I saw Anna drifting toward the Girls’ clothing section.

I put the light down.

I would follow her into the aisle and I would grab her.

The thought made me sick to my stomach.

But to save Astrid?

I could do it.

‘Where you going?’ Payton demanded.

‘No-nowhere,’ I stammered.

Payton crossed to me in three strides. He grabbed me by the shirtfront.

‘Anna’s off-limits, you hear me? No one touches her. No one thinks about her. Got that?’ He got up so close that spit from his mouth sprayed me in the face. His teeth were yellow and his breath minty fresh.

‘Yes,’ I said. ‘Yes, sir!’

‘I tell you what, you have so much time on your hands, why don’t you make us some lunch?!’

What is it about me that screams ‘cook’?

I went to the Food aisles, in the exact opposite direction of where Anna had headed.

What could I make these idiots? And what could I cook over a brass fire pit?

Soup, I decided. Chunky soup – the kind with those little hamburgers in it. Payton would like that.

We had some saltines, too.

I didn’t even hear her coming.

She touched me on the shoulder and I turned and Astrid was in my arms, kissing me hard, holding me to her.

‘Where are you hiding?’ I whispered when our kiss ended. ‘It’s not safe.’

Astrid pointed up.

‘I just… I had to give you these.’

She pressed three foil packs into my hand. The sleeping pills. The EZ-melt ones. The ones that had knocked Chloe out for a day and a half.

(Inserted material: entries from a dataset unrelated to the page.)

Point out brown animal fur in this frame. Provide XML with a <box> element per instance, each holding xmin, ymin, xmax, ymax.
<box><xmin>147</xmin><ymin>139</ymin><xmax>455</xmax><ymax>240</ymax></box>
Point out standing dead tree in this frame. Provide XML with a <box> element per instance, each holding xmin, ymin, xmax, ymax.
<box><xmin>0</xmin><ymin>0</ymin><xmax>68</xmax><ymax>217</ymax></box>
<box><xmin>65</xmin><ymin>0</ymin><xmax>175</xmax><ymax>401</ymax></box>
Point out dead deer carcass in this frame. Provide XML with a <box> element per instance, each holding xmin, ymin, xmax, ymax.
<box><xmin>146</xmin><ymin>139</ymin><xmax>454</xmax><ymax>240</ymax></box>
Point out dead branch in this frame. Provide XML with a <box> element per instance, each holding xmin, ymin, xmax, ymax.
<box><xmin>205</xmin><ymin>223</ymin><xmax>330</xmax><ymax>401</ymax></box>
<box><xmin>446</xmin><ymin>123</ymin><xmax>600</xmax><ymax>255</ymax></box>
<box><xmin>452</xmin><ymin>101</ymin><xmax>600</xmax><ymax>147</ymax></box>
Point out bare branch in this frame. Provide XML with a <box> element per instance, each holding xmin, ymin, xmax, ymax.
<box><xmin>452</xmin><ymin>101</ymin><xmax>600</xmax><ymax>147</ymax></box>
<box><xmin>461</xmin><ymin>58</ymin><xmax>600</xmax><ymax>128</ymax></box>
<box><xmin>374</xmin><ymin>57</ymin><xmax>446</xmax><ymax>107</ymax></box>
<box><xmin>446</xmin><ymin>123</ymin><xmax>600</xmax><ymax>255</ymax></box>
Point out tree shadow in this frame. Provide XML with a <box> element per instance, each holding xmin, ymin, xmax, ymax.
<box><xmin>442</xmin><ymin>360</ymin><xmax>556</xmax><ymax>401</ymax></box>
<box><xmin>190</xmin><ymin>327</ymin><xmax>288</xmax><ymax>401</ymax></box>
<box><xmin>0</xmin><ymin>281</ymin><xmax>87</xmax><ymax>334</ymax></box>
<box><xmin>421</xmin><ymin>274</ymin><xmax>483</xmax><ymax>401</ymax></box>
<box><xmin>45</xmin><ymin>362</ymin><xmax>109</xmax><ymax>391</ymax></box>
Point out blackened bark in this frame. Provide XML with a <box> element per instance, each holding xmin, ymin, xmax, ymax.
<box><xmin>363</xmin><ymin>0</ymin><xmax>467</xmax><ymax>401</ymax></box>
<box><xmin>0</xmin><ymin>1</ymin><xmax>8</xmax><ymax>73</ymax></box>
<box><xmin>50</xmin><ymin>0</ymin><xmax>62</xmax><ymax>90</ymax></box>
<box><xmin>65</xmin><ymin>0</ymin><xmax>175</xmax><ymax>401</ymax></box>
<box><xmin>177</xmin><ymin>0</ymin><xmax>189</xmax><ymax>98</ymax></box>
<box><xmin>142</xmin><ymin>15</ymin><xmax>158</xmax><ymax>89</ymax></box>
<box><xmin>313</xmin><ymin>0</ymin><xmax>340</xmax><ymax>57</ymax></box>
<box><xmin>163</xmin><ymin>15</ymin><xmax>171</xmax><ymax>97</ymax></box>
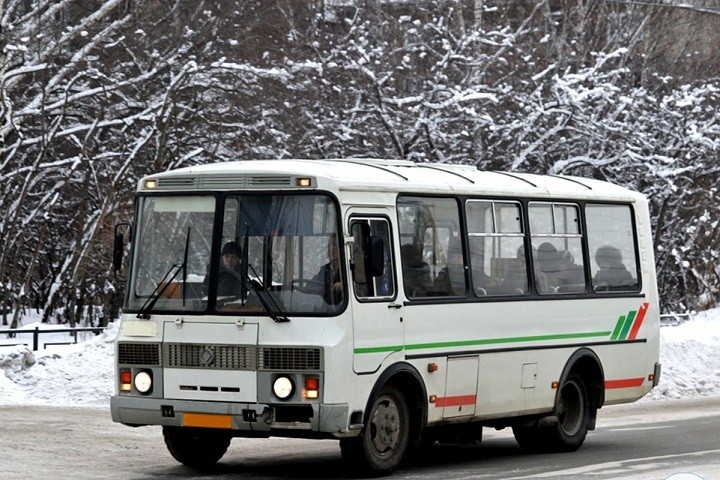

‘We used one on Luna and I thought…’

Of course. Sleeping pills.

‘It’s brilliant,’ I said. ‘Now go.’

She took my hand and led me to the next aisle and I saw the tile ajar in the ceiling.

I could see Caroline and Henry and Chloe peeking out. They looked tired and scared and grimy.

Caroline gave a little wave.

Astrid brought her face close to my ear and whispered, ‘Look, I want you to know that you’re – you’re the one for me. In case we die. I want you to know.’

And as lightly as a cat, she climbed back up the shelves and up into her nest in the ceiling.


I rushed into the next aisle.

I had to get the pills into something. And fast. But not the soup. It would be hot and, no, they might not all eat it.

Juice.

There it was.

That kind with the carrots and vegetables in it. Yes, yes, yes.

It was sweet, really sweet, but had veggies so if it tasted a little off…

I grabbed two large bottles and took them to the back of the aisle.

I hoped that if someone came looking for me, I’d have time to hide the pills.

I unscrewed the tops off the two bottles and started pressing the sleeping pills out of the packs. There were eight pills in each pack and I had three packs. Well, two pills were out of one of the packs but it was still a lot of pills.

My heart hammered in my chest as I popped the pills into the juice.

Twenty-two sleeping pills. Eleven in each bottle.

Twenty-two sleeping pills to fell five cadets and to save our lives.